According to AARP, if the employer does require you to enroll in Medicare, then Medicare automatically becomes primary and the employer plan provides secondary coverage. Medicare settles your medical bills first, and the employer plan only covers services that it covers but Medicare doesn’t. Therefore, if you fail to sign up for Medicare when required, you will essentially be left with no coverage.

Alternatively, healthcare coverage from an employer with 20 or more employees pays primary while your Medicare coverage pays secondary. So you may decide to choose to delay Medicare enrollment if you work at this kind of employer and continue putting funds into your HSA. Note: In either case, you have access to the Part B Special Enrollment Period (SEP) when you lose coverage or retire.

According to Centers for Medicare Services, You will not pay a penalty for delaying Medicare as long as you enroll within eight months of losing your coverage or stopping work (whichever happens first). You'll want to plan ahead and enroll in Part B at least a month before you stop working or your employer coverage ends so you don't have a gap in coverage.

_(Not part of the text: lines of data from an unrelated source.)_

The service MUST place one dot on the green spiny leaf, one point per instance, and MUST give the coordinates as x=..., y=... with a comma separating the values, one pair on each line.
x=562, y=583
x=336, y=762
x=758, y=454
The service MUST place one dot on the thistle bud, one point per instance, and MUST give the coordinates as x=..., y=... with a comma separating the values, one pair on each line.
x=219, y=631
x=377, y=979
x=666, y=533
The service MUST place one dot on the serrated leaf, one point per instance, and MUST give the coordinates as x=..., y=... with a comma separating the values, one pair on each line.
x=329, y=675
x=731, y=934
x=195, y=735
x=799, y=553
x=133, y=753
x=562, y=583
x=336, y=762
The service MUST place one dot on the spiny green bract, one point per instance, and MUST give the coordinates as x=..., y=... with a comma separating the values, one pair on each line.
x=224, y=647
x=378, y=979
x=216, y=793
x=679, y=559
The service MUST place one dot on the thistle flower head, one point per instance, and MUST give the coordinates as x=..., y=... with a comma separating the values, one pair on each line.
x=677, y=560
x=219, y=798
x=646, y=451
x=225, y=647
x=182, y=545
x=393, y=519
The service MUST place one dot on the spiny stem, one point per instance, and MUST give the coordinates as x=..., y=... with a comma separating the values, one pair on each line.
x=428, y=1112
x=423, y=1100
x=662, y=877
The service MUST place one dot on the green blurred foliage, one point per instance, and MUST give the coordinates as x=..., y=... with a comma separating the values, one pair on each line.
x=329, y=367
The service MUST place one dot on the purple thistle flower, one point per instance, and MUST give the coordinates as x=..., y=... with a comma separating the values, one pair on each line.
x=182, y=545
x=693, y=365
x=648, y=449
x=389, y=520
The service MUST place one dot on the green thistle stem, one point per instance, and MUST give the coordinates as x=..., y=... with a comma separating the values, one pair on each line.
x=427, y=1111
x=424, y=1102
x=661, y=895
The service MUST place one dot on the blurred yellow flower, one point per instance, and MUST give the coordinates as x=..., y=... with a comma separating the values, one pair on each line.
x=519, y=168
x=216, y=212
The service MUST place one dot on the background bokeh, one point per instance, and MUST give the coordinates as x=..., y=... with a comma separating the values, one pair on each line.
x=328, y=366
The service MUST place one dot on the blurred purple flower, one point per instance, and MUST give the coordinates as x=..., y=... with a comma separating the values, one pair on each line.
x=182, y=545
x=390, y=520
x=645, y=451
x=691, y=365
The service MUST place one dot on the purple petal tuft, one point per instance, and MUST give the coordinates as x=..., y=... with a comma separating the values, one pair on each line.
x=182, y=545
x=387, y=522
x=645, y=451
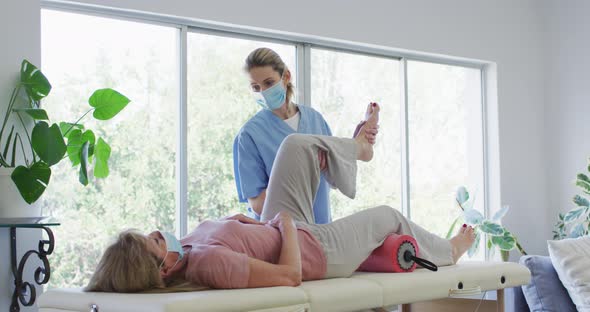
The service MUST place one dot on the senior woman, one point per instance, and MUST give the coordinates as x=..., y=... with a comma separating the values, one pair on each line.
x=240, y=252
x=256, y=144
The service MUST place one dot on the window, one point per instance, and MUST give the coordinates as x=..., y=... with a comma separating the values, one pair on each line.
x=80, y=54
x=440, y=107
x=219, y=103
x=445, y=141
x=342, y=85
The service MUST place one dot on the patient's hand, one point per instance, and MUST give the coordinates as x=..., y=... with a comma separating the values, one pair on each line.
x=243, y=219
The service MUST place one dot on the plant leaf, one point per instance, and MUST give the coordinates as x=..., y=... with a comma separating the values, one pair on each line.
x=35, y=113
x=504, y=242
x=83, y=178
x=452, y=228
x=472, y=217
x=48, y=143
x=475, y=247
x=462, y=195
x=36, y=84
x=107, y=103
x=65, y=126
x=31, y=182
x=501, y=213
x=581, y=201
x=102, y=153
x=575, y=214
x=491, y=228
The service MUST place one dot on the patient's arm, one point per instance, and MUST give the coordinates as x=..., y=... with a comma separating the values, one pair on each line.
x=288, y=271
x=257, y=202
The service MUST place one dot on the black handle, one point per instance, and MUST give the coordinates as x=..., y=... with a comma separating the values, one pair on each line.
x=422, y=262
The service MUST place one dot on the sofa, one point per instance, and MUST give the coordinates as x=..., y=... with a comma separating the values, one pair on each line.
x=544, y=293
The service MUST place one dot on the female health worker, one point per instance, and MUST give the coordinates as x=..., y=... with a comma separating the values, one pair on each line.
x=256, y=144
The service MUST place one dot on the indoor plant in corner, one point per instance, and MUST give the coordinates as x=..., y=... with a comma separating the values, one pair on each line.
x=497, y=235
x=576, y=222
x=43, y=145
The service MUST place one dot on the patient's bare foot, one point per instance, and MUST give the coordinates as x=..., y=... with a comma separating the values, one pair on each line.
x=462, y=242
x=365, y=148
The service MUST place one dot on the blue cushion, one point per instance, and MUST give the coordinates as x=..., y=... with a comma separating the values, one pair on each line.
x=545, y=292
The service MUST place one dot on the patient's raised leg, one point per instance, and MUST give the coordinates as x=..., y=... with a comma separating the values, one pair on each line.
x=295, y=176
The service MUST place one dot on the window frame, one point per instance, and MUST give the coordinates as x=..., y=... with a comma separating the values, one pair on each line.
x=304, y=44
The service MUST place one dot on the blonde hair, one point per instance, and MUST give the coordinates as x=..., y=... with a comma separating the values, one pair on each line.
x=266, y=57
x=127, y=266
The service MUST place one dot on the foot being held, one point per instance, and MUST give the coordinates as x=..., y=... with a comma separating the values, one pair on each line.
x=365, y=148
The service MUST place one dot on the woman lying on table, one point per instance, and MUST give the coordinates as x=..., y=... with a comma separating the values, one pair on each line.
x=284, y=248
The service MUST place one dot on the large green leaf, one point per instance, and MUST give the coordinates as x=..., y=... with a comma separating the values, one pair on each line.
x=491, y=228
x=83, y=178
x=102, y=153
x=35, y=113
x=581, y=201
x=31, y=182
x=575, y=214
x=48, y=143
x=472, y=217
x=68, y=126
x=107, y=103
x=475, y=246
x=504, y=242
x=36, y=84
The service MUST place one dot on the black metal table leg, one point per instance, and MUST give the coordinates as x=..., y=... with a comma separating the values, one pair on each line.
x=42, y=273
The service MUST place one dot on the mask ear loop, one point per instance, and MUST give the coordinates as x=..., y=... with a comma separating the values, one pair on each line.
x=163, y=260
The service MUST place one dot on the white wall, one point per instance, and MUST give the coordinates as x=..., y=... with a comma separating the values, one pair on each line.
x=506, y=32
x=567, y=91
x=20, y=37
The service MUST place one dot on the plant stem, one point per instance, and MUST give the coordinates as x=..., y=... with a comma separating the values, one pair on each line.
x=28, y=137
x=520, y=248
x=17, y=136
x=10, y=105
x=460, y=206
x=72, y=126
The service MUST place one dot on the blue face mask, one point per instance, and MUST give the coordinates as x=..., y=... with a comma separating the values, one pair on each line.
x=273, y=97
x=172, y=245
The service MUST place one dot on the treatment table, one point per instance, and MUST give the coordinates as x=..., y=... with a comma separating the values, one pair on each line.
x=421, y=290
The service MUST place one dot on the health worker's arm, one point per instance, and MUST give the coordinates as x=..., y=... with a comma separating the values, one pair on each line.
x=258, y=202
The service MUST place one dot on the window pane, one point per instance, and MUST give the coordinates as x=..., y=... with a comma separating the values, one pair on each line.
x=445, y=141
x=82, y=53
x=219, y=103
x=342, y=85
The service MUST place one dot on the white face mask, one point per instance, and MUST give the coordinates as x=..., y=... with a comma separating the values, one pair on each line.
x=273, y=97
x=172, y=245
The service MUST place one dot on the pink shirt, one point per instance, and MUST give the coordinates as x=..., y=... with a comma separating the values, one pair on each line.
x=220, y=250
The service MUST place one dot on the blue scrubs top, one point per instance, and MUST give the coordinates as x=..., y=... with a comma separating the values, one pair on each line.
x=255, y=149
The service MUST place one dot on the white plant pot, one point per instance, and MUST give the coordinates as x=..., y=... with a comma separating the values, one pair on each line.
x=12, y=205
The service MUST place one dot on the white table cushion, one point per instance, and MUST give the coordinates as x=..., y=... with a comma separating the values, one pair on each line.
x=361, y=291
x=342, y=294
x=424, y=285
x=205, y=300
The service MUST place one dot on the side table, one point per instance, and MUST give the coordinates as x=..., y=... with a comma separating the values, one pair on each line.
x=42, y=273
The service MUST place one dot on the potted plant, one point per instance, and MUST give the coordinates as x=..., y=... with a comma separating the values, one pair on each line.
x=576, y=222
x=497, y=235
x=30, y=144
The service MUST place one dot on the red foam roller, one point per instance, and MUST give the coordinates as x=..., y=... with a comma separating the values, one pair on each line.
x=389, y=256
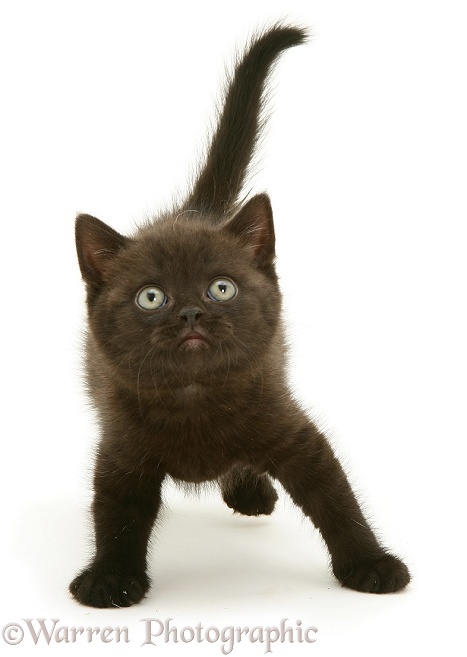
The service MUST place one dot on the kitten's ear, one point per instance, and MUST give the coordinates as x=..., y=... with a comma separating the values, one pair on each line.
x=254, y=226
x=97, y=244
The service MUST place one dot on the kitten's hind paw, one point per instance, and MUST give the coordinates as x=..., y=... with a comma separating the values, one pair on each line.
x=101, y=587
x=384, y=575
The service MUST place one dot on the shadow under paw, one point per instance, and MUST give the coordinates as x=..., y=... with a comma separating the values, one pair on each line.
x=384, y=575
x=102, y=587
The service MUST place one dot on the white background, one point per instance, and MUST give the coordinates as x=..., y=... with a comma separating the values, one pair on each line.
x=105, y=106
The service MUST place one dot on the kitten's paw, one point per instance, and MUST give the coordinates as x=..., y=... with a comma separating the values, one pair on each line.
x=386, y=574
x=256, y=500
x=101, y=587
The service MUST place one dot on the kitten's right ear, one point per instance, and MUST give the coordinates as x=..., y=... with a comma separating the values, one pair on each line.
x=97, y=244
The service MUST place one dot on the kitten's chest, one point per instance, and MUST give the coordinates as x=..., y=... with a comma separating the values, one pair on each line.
x=201, y=437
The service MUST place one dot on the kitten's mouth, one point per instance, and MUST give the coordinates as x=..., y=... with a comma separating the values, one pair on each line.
x=193, y=340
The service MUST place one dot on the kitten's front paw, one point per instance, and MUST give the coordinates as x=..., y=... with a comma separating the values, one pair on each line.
x=104, y=587
x=253, y=501
x=384, y=575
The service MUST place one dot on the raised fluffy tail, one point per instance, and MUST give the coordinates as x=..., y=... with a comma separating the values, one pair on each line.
x=220, y=180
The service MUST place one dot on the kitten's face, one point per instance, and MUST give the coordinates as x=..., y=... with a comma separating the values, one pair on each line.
x=184, y=301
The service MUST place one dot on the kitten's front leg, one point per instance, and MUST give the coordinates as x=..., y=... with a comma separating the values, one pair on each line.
x=125, y=507
x=312, y=475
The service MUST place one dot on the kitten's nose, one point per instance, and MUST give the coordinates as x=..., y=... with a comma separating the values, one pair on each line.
x=190, y=315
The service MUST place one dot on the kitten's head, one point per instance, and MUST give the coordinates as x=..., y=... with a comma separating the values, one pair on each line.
x=185, y=298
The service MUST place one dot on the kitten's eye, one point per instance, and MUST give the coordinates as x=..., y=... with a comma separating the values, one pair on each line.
x=222, y=289
x=151, y=298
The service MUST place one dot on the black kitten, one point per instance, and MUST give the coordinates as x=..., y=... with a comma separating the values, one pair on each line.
x=185, y=367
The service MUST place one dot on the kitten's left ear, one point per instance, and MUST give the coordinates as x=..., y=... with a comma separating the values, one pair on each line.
x=254, y=226
x=97, y=244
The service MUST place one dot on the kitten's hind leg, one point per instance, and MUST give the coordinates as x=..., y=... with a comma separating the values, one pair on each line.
x=247, y=492
x=314, y=478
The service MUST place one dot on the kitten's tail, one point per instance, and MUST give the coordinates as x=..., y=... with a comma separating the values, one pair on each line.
x=220, y=180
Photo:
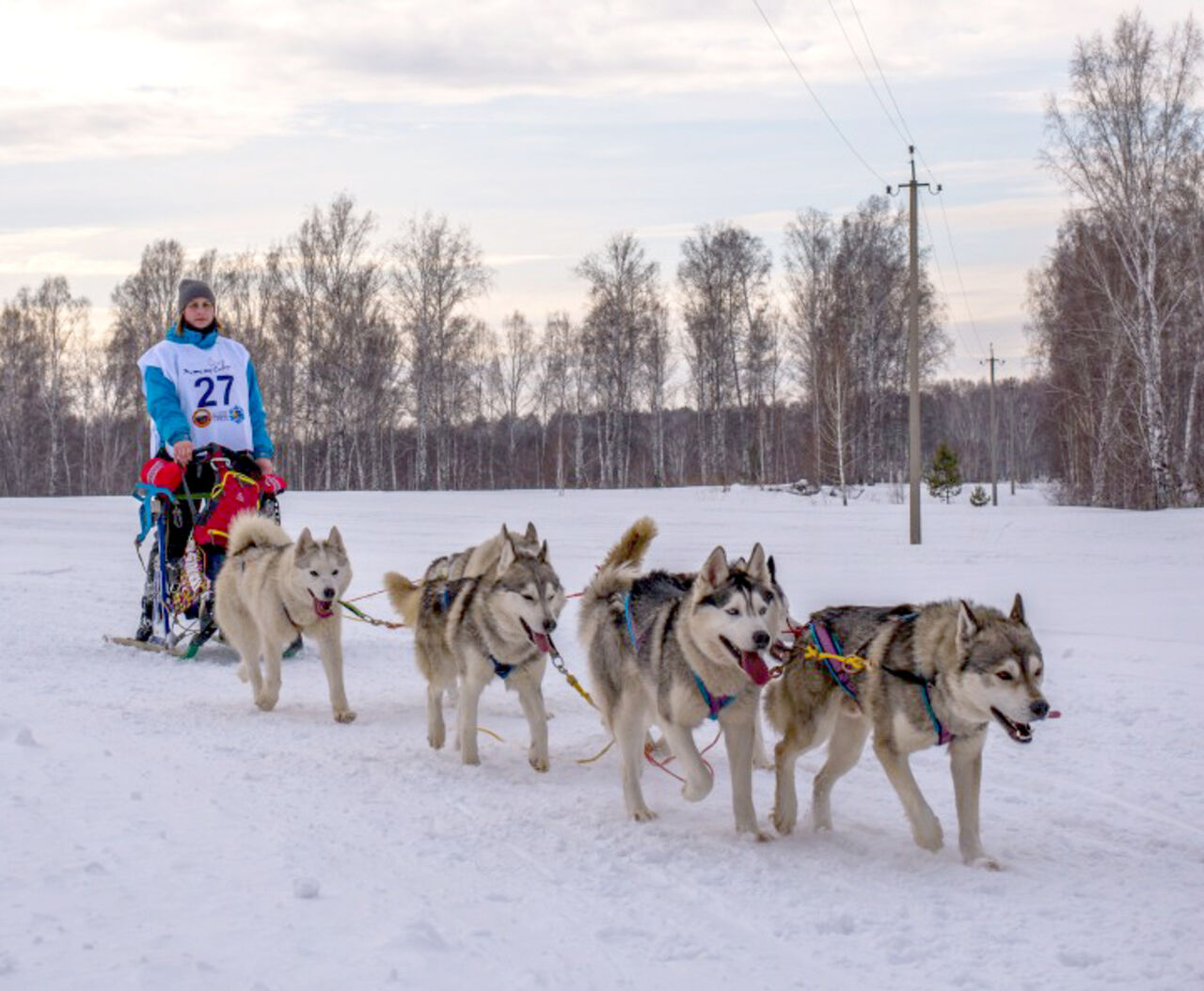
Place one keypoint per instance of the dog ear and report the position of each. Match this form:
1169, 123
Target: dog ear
756, 561
967, 622
335, 540
507, 557
1018, 610
714, 571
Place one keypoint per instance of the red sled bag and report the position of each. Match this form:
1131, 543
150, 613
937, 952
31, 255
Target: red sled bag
162, 472
235, 494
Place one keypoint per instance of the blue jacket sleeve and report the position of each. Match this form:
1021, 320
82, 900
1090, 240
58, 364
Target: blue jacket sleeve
261, 445
163, 404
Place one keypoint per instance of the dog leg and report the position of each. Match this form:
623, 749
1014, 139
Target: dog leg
802, 733
844, 750
699, 780
761, 759
531, 696
966, 763
436, 731
270, 689
925, 825
739, 738
467, 716
630, 728
330, 646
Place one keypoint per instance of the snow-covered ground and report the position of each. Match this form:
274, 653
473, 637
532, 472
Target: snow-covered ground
158, 831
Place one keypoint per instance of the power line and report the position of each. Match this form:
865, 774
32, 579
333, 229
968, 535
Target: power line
880, 73
816, 98
861, 65
949, 232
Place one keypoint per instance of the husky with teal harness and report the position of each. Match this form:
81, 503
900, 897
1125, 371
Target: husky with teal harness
677, 651
915, 677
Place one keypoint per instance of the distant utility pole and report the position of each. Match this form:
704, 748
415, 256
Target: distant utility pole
912, 348
992, 361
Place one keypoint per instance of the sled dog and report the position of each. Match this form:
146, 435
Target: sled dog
271, 589
471, 562
675, 649
491, 621
937, 673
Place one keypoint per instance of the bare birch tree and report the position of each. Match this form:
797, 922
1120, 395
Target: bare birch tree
1120, 144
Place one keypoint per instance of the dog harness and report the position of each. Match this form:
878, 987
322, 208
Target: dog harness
911, 678
842, 673
828, 643
714, 702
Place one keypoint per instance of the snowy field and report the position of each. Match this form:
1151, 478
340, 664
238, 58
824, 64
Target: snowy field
158, 831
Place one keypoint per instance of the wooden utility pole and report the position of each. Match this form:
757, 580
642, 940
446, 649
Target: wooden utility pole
912, 348
994, 475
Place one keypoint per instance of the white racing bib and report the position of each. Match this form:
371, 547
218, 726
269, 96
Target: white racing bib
212, 388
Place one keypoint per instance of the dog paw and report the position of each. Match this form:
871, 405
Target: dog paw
928, 835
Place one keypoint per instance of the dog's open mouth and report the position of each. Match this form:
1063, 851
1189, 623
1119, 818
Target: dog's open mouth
1022, 732
542, 640
751, 663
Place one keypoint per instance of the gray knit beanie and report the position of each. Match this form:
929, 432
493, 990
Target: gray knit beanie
194, 290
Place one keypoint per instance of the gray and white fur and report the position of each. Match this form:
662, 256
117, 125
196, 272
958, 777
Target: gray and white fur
269, 590
661, 644
494, 621
975, 665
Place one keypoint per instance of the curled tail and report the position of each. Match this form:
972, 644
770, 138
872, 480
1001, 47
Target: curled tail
628, 552
622, 562
252, 530
404, 595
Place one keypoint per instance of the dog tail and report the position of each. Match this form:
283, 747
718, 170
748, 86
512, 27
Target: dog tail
620, 566
404, 595
252, 530
628, 552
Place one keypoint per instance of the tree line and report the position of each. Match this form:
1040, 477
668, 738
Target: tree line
378, 372
378, 376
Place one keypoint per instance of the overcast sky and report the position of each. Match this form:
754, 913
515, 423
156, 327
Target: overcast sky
545, 128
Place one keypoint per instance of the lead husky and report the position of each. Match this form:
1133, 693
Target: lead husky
674, 649
472, 629
937, 673
270, 590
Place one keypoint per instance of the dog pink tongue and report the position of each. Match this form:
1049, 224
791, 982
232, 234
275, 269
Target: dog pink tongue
755, 668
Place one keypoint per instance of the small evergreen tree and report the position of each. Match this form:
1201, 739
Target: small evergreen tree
945, 476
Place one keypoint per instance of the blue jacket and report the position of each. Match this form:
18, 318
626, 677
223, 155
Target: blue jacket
163, 400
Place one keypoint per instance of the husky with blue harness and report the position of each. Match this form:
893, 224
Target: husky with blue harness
678, 649
481, 616
915, 677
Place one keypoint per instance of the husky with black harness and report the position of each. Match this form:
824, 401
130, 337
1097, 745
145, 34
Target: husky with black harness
677, 649
915, 677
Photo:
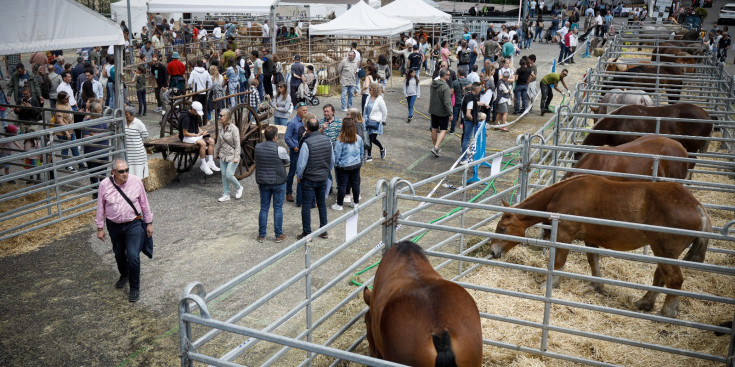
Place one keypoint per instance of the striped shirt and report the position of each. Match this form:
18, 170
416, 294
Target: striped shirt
137, 157
111, 205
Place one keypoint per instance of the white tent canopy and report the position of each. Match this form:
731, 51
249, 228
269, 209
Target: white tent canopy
362, 20
23, 28
210, 6
416, 11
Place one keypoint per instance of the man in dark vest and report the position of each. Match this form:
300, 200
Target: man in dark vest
270, 175
316, 160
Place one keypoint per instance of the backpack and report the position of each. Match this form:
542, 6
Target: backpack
464, 57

If you decide to enroll in Medicare Part A & B and choose to remain enrolled in your employer’s health plan (if 20 of more employees), your employer’s health plan is always primary. Consequently, it is extremely important to check how your plan coordinates benefits with Medicare. Typically, Medicare only covers medically necessary items that your primary plan does not. As a result, unless your employer’s plan doesn’t offer decent coverage, you may be paying additional premiums (for both plans) and gaining little to no value. Additionally, if you enroll in Part B while you are still enrolled in employer coverage, according to AARP you could be forfeiting your right to buy Medicare supplemental insurance (known as Medigap) with full federal protections after this employment ends. Those protections prohibit insurance companies from refusing to sell you a Medigap policy or charge higher premiums based on your health or preexisting medical conditions — providing that you buy a policy within six months of enrolling in Part B. (Outside of that six-month window, except in very limited circumstances, they can do both.)

Delaying Social Security benefits

If you choose to delay Medicare enrollment because you are still working (actively employed) and want to continue contributing to your HSA, you must also wait to collect Social Security retirement benefits. You cannot decline Medicare Part A while collecting Social Security benefits. You must delay Social Security benefits and decline Medicare Part A if you wish to continue contributing funds to your HSA.

If you decide to delay enrolling in Medicare, make sure to stop contributing to your HSA at least six months before you do plan to enroll in Medicare. When you enroll in Medicare Part A, you receive up to six months of retroactive coverage, not going back farther than your initial month of eligibility. If you do not stop HSA contributions at least six months before Medicare enrollment, you may incur a tax penalty on the funds you contributed to your HSA while you were enrolled in both Medicare and your employer- sponsored High Deductible Health Plan (HDHP).

If you require counseling around HSAs, please consult a tax professional.